Anonymous
Post 05/20/2015 10:46     Subject: Re:No close family

I guess the question is, does it bother you to have no close ties to anyone? For some people it would heaven and for some people it would be hell. If it does bother you, there are definitely ways of developing closer ties by getting involved in your community.
Anonymous
Post 05/20/2015 09:53     Subject: No close family

I think this is actually a hidden silver lining for you in this situation. I'd never let myself pursue such a great opportunity because my family ties are so strong here. And you'll probably meet some great new people.
Anonymous
Post 05/19/2015 19:26     Subject: No close family

Who knows what this new opportunity will bring. If you want closer friendships try volunteering or joining some club or organization where you share common interests and make a point of introducing yourself, find and maintain relationships.
Anonymous
Post 05/19/2015 19:00     Subject: Re:No close family

The job sounds wonderful, and I don't think you're alone in your realization. Many of us are in the same boat but without the cool job prospect.
Anonymous
Post 05/19/2015 18:41     Subject: No close family

My parents have passed on, I have 2 siblings, 1 brother 1 sister, both older than me.

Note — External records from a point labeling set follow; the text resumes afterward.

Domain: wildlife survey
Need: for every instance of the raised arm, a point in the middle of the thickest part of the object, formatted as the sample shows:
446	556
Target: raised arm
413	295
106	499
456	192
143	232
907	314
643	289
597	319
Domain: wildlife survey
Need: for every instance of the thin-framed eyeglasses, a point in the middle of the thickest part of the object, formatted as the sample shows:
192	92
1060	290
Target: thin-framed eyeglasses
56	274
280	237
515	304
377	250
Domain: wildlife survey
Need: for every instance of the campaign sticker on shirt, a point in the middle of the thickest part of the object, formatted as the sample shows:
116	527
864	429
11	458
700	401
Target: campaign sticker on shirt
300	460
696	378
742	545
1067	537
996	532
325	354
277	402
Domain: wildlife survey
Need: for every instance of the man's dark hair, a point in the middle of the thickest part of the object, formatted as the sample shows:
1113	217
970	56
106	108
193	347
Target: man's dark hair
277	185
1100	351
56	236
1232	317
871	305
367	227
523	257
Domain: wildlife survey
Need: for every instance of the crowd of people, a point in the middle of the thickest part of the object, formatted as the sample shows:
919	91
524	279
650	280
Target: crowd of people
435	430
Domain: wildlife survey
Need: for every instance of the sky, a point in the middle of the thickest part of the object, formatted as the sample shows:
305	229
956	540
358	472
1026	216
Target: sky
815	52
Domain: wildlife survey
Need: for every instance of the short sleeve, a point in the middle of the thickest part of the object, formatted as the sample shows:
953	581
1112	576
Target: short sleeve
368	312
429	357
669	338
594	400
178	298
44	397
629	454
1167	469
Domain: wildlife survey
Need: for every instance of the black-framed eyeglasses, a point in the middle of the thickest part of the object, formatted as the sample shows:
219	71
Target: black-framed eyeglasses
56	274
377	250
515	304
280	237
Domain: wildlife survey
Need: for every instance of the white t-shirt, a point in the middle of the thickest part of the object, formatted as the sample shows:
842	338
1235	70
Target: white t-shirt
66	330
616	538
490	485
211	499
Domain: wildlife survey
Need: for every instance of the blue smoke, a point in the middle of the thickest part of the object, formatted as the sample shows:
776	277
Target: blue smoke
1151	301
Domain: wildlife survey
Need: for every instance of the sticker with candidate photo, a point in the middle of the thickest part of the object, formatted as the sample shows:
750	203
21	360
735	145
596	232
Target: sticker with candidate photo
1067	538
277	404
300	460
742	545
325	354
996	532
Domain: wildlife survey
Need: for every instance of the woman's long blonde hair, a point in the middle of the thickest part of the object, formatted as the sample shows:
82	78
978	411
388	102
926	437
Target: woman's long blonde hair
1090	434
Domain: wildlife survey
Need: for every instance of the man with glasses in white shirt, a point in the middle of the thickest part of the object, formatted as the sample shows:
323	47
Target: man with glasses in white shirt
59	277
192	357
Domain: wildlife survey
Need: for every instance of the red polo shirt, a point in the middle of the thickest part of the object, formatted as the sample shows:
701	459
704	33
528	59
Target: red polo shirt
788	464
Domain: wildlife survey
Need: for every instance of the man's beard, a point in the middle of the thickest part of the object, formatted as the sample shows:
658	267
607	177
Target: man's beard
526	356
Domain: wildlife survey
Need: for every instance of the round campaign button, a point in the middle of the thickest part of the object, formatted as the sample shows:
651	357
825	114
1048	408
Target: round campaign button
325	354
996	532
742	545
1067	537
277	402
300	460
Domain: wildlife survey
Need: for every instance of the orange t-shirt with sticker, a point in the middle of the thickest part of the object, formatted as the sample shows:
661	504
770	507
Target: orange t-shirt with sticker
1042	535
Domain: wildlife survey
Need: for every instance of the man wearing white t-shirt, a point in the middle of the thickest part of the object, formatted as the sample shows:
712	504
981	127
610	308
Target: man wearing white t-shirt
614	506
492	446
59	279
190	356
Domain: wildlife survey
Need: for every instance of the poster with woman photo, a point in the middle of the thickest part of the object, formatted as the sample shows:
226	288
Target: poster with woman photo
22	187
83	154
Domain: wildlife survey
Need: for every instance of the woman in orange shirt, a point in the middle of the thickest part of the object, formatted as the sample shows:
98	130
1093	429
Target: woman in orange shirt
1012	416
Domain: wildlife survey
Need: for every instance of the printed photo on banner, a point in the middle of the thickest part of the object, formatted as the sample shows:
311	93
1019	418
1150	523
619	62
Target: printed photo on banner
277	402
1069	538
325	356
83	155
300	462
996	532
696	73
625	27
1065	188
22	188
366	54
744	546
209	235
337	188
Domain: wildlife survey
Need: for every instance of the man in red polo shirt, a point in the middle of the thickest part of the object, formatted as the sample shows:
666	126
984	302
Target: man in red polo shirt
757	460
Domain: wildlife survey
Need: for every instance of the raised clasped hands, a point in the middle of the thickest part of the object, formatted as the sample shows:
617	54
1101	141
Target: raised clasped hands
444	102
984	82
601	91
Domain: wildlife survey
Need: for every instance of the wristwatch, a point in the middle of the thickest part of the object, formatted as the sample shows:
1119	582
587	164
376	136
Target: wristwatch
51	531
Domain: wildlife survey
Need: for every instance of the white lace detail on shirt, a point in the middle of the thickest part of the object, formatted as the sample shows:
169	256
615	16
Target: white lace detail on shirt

I have recently been thinking of pursuing a job/position in another country, and looking at possibly teaching overseas. Some programs offer perks such as paying for periodic visits back to the States, and in thinking about this I was suddenly blindsided by the realization that there really wouldn't be anyone for me to visit -- I have no boyfriend/husband, my close friends and I keep in touch telephonically, but often go 2-3 years without seeing each other. My sister, brother and I keep in touch because I initiate the phone calls, I visit them, it's never the other way around.

I have no relationships or connections that would be materially affected by moving across the world. I have a DC and of course her life would change in a big way, but we'd be together; there's no one that would miss me in a conventional way.

I don't know if that's good or bad, just weird for me to realize.